Histórico de Atritos entre Zema e Gilmar Mendes

O atrito entre Zema e Gilmar Mendes não é recente, tendo se intensificado a partir de 1º de março, quando o ex-governador de Minas Gerais publicou um vídeo de sátira. Essa primeira peça audiovisual retratava o magistrado pedindo uma troca de favores ao ministro Dias Toffoli em meio ao escândalo do Banco Master.

Após as postagens de Zema, Gilmar Mendes enviou uma representação ao ministro Alexandre de Moraes, solicitando a investigação do pré-candidato à Presidência por suspeita de indícios de crime na publicação. Um dia após o envio dessa representação, em uma data simbólica como a da Inconfidência Mineira, Zema fez outra publicação criticando o STF.

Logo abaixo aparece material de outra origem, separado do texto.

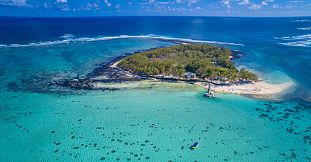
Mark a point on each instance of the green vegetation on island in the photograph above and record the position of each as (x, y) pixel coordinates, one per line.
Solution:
(188, 61)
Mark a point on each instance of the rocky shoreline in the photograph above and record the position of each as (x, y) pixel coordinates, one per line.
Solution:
(110, 73)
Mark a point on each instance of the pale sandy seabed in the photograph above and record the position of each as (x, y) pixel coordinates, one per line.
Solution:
(262, 89)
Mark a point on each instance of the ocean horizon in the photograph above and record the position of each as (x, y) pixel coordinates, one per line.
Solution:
(157, 121)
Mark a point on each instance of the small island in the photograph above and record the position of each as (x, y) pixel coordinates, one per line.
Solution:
(195, 62)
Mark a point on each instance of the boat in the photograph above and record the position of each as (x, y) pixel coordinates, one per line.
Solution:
(210, 92)
(194, 145)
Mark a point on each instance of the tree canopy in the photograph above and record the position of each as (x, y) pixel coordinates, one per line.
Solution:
(202, 60)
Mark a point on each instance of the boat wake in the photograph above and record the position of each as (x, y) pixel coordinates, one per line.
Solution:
(298, 41)
(69, 38)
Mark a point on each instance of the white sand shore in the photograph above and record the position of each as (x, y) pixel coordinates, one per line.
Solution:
(259, 89)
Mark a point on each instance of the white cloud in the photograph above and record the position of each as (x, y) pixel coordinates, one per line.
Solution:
(227, 3)
(260, 5)
(255, 6)
(244, 2)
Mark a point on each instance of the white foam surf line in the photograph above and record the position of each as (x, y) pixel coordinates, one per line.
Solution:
(69, 38)
(306, 28)
(302, 21)
(298, 41)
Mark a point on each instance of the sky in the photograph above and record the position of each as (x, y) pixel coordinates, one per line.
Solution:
(69, 8)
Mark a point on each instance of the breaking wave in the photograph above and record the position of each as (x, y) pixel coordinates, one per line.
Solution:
(69, 38)
(298, 41)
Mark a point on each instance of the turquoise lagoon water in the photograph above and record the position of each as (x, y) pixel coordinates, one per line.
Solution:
(153, 124)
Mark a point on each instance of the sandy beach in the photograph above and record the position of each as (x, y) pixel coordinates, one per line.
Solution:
(260, 89)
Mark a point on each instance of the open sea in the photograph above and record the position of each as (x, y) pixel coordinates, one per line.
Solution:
(150, 124)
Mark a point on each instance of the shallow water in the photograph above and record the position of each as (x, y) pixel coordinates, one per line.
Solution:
(150, 124)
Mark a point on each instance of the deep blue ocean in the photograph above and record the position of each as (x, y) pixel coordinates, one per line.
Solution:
(155, 124)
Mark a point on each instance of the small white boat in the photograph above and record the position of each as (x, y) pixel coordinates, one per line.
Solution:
(210, 92)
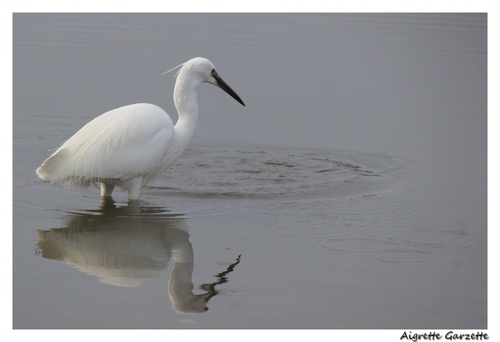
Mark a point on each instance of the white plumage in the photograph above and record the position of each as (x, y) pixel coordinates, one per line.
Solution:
(130, 146)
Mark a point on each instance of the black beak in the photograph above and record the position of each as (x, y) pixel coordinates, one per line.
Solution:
(223, 85)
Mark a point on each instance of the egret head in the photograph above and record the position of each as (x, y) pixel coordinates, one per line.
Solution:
(202, 70)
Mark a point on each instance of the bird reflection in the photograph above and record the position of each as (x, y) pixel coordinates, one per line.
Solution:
(127, 246)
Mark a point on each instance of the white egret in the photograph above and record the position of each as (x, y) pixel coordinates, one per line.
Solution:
(130, 146)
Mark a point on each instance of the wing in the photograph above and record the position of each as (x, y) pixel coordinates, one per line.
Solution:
(120, 144)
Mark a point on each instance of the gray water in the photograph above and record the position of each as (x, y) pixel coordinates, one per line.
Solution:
(350, 193)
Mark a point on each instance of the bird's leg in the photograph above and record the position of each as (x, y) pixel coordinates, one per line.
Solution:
(134, 188)
(106, 189)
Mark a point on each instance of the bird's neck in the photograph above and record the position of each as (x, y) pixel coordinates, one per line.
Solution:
(186, 103)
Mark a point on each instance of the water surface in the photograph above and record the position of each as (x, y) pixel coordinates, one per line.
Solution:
(350, 193)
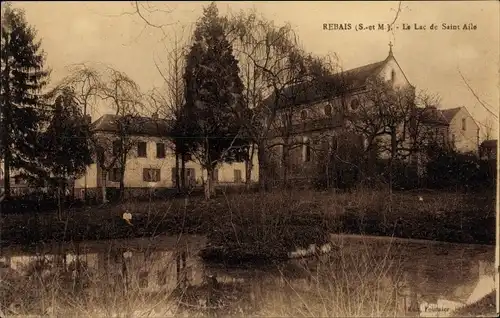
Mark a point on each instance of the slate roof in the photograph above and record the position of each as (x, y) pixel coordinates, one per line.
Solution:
(135, 125)
(431, 115)
(448, 114)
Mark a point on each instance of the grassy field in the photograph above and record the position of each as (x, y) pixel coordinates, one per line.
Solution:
(453, 217)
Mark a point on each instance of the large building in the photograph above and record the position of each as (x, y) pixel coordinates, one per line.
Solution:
(150, 159)
(313, 121)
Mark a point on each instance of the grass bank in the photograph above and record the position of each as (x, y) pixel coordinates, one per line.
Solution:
(262, 218)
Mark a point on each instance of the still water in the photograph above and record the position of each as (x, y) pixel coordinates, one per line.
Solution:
(164, 276)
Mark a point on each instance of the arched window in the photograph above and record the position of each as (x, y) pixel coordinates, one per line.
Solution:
(303, 114)
(354, 104)
(328, 110)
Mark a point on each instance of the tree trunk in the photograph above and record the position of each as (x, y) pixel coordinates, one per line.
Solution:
(263, 169)
(6, 131)
(59, 208)
(103, 187)
(208, 184)
(284, 164)
(209, 188)
(122, 181)
(6, 169)
(177, 179)
(183, 172)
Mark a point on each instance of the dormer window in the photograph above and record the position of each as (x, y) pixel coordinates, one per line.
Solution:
(303, 114)
(354, 104)
(328, 110)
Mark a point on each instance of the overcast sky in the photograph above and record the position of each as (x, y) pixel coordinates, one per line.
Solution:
(74, 32)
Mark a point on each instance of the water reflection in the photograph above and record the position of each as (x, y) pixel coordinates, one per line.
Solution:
(164, 277)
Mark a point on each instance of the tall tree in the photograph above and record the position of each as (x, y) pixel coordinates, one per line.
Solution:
(65, 144)
(23, 76)
(169, 102)
(213, 90)
(275, 72)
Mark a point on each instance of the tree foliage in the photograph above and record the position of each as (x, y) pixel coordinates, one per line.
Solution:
(213, 93)
(65, 149)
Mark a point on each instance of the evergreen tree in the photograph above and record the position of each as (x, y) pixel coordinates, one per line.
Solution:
(213, 92)
(22, 78)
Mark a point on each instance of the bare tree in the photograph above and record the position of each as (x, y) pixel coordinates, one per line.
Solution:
(85, 82)
(125, 98)
(169, 100)
(395, 122)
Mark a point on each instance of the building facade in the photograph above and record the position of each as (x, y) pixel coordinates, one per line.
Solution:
(463, 131)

Nesta ocasião, o ex-governador comparou os ministros e o presidente Lula à coroa portuguesa, afirmando: “Você acha que nós somos livres de verdade? Eu acho que não. No lugar da Coroa Portuguesa, se sentaram os intocáveis de Brasília. Os políticos vendidos, os empresários ladrões e os juízes que se acham acima do bem e do mal”. A representação visual dessa publicação utilizou imagens de inteligência artificial com os rostos dos ministros Gilmar Mendes e Alexandre de Moraes, além de Lula e do banqueiro Daniel Vorcaro.

A Posição de Romeu Zema Frente às Acusações

Diante da denúncia e das repercussões, Romeu Zema se manifestou por meio de uma nota, reiterando sua postura crítica. O pré-candidato declarou que “Os intocáveis não aceitam críticas. Os intocáveis não aceitam o humor. Os intocáveis não querem prestar contas de seus atos. Os intocáveis se julgam acima dos demais brasileiros. Não vou recuar um milímetro”.

A declaração de Zema sinaliza a manutenção de sua linha de comunicação e crítica, mesmo diante das ações judiciais movidas pela Procuradoria-Geral da República. O caso agora segue para análise no Superior Tribunal de Justiça.